当社グループの主要な顧客先である石油、電力、ガス業界及び重化学工業界の設備投資は、国内においては持ち直しの動きがみられ、GX関連の大型工事案件等が増加傾向となり、海外においても、大型案件が受注できたことなどにより、受注高は85億57百万円と前期に比べ22.9%増となりました。

売上高は、国内工事案件の減少や、海外大型工事の完工時期が遅れたことなどにより、前期に比べ12.6%減収の81億46百万円となりました。営業利益は、国内外ともに利益率の高い工事の完工により、3億29百万円(前期は48百万円の損失)となりました。

(不動産事業)

売上高は、安定した賃貸収入により、前期に比べ1.5%増収の18億25百万円となりました。営業利益は、前期に比べ3.5%増の11億53百万円となりました。

②キャッシュ・フローの状況分析・検討内容並びに資本の財源及び資金の流動性に係る情報

当社グループのキャッシュ・フローの状況については、営業活動により22億50百万円の資金を獲得し、有形固定資産の取得や投資その他の資産の減少による投資活動におきましては12百万円の資金を獲得いたしました。また、自己株式の取得、長期借入金の返済及び配当金の支払いなどによる財務活動におきまして9億32百万円を支出いたしました。その結果、当期末の現金及び現金同等物は23億58百万円と前期に比べ14億25百万円増加しました。資本の財源及び資金の流動性につきましては、現金及び現金同等物に加え、当社では金融機関との間でコミットメントライン契約を締結することにより、流動性を確保しております。

③重要な会計上の見積り及び当該見積りに用いた仮定

連結財務諸表の作成に当たって用いた会計上の見積り及び当該見積りに用いた仮定のうち、重要なものについては、第5 経理の状況 1 連結財務諸表等 (1)連結財務諸表 注記事項(重要な会計上の見積り)に記載のとおりであります。

5【経営上の重要な契約等】

経営上の重要な契約等については、該当する事項はありません。

6【研究開発活動】

当社グループでは、主として鉄構事業セグメントにおいて研究開発活動を行っております。既存事業領域においては、プラント補修改修工事での熟練技能者及び労働人口の減少に対応すべく、溶接の自動化、新工法の開発等を主として研究開発活動を行っている他、事業の多様化を図るための新製品、新技術の基礎研究を行っております。

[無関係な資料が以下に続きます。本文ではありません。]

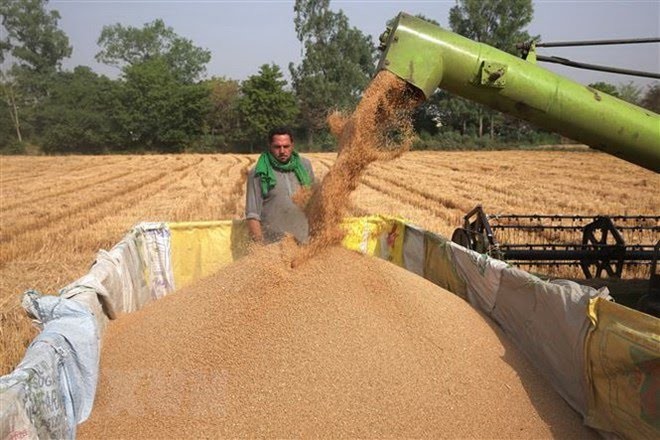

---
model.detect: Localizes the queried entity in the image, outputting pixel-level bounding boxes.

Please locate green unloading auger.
[378,12,660,173]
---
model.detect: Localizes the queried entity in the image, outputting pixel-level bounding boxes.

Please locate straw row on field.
[0,151,660,373]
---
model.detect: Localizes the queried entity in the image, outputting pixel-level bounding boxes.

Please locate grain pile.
[79,241,591,438]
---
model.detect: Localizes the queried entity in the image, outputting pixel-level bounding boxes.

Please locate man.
[245,127,314,243]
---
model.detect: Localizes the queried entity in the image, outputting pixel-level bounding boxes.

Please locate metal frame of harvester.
[452,205,660,287]
[378,13,660,314]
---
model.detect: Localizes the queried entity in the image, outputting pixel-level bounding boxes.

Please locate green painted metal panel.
[379,13,660,173]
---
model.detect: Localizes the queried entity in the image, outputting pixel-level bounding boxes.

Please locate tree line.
[0,0,660,154]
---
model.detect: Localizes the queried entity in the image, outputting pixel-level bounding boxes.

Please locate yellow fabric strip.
[586,298,660,439]
[168,220,249,289]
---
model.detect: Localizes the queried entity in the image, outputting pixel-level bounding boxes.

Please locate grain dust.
[294,70,421,266]
[79,239,592,438]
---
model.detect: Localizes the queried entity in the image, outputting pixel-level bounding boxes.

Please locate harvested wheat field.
[78,240,596,439]
[0,151,660,374]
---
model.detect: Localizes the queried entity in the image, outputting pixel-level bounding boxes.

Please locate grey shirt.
[245,156,314,243]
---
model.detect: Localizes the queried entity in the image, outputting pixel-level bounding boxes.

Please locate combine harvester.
[0,13,660,439]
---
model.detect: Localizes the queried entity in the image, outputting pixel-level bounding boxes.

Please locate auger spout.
[378,12,660,173]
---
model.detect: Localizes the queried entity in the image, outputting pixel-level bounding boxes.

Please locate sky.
[42,0,660,87]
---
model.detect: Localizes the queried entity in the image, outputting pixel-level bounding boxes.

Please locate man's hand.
[247,218,264,244]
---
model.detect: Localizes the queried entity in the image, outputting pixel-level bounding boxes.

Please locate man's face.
[270,134,293,163]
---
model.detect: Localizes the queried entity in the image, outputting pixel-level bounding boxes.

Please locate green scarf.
[255,151,312,196]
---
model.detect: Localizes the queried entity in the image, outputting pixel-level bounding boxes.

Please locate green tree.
[238,64,298,152]
[37,66,122,154]
[96,19,211,83]
[289,0,376,143]
[449,0,538,54]
[0,0,72,142]
[587,81,619,98]
[117,57,209,152]
[194,77,241,152]
[640,82,660,114]
[449,0,538,138]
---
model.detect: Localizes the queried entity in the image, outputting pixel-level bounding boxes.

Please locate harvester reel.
[580,217,626,279]
[451,228,489,254]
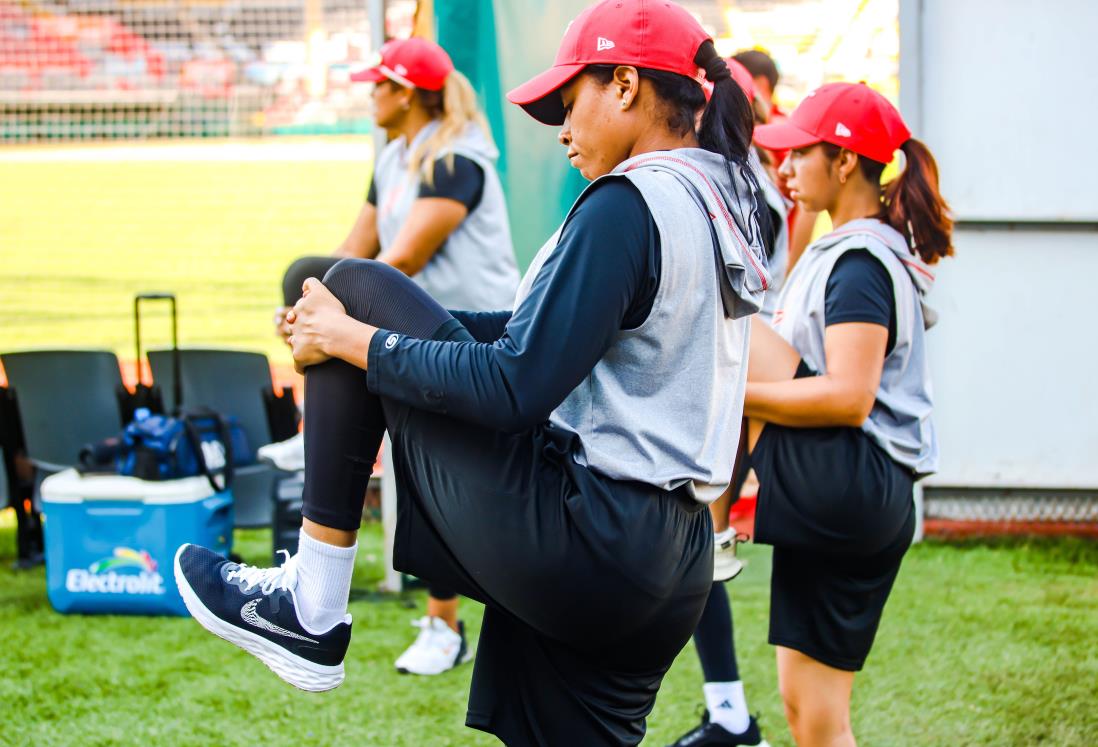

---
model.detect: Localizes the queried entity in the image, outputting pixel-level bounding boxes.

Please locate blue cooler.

なお、当連結会計年度では、技術研究所(現 研究開発部)で開発したドローンによる工場内巡回点検システムが、一部収益に寄与することができました。

当連結会計年度の研究開発費は9,594千円であります。

また、2050年カーボンニュートラルの実現に向けて期待される次世代エネルギー市場での燃料アンモニアの導入拡大やCCS/CCUS等へ参画し、新たに安定的な事業基盤を構築するための技術開発、施工能力の強化を積極的に取り組むための研究開発を引き続き進めてまいる所存です。